Background and aim
The alarming rise in the number of people with special health care needs (SHCNs) necessitates a paradigm shift in how to approach their oral health needs. General anesthesia (GA) is a valuable technique for facilitating dental procedures in patients with SHCNs who may not be able to tolerate treatment without it. The aim was to assess nonsurgical endodontic treatment and outcomes in patients with SHCNs performed under GA.
Method
Seventy-eight permanent teeth in 33 patients who received nonsurgical endodontic treatment under GA were included between 2018 and 2022 in SHCNs hospital clinics. The demographic data, types of SHCNs, pulpal and periapical diagnosis, type of treatment, and material used were analyzed. All patients were recalled for clinical and radiographic examinations. Pre-treatment and recall periapical radiographs were evaluated and scored using the Periapical Index (PAI).
Results
Autism and Attention deficit hyperactivity disorder were 39.4% of patients treated. Most treatments delivered were primary nonsurgical root canal treatment (95%).
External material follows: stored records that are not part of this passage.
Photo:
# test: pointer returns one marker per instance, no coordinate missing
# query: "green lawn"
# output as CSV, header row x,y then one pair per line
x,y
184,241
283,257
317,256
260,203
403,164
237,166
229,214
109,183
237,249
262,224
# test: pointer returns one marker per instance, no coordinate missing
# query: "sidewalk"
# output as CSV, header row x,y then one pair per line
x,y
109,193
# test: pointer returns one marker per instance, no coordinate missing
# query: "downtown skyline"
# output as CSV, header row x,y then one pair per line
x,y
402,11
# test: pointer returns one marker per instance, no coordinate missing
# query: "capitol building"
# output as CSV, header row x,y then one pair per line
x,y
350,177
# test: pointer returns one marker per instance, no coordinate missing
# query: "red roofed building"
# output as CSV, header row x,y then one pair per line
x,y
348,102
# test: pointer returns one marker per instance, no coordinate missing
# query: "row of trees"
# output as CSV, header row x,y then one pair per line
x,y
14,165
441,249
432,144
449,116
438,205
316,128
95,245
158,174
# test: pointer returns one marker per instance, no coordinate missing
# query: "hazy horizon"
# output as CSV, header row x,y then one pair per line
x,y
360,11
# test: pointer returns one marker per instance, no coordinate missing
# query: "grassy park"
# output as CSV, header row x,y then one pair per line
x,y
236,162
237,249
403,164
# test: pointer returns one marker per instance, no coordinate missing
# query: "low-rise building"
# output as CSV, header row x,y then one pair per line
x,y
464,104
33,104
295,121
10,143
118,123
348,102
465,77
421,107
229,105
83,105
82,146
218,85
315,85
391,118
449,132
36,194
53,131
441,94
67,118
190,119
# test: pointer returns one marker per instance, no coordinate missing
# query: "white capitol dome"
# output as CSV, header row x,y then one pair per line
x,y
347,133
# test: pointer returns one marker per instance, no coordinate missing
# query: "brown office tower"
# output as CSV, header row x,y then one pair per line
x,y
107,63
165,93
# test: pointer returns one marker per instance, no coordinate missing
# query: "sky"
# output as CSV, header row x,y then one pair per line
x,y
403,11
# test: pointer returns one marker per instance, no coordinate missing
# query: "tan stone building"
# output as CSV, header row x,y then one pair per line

Warm vertical compaction of gutta-percha for obturation accounted for 88% of cases treated. Single cone obturation technique was used in 9 cases (12%) utilizing tricalcium silicate sealer. At the recall visits, 98.7% of teeth treated had survived. Twelve teeth have pre-treatment periapical lesions, and all healed except one. Female patients were found to have higher scores of PAI compared to male patients (23.7% vs 7.5%), yet insignificant. Only 10 patients with nonsurgical root canal treatment reported recurrent caries.
Conclusion
This study demonstrates a high survival rate for nonsurgical endodontic treatment performed under GA in a cohort of patients with SHCNs. Interestingly, patients with social and communication disorders received the highest proportion of treatments under GA. These findings highlight the potential of GA-facilitated endodontics for this population. However, further research is warranted to explore additional methods for optimizing oral health outcomes in SHCNs.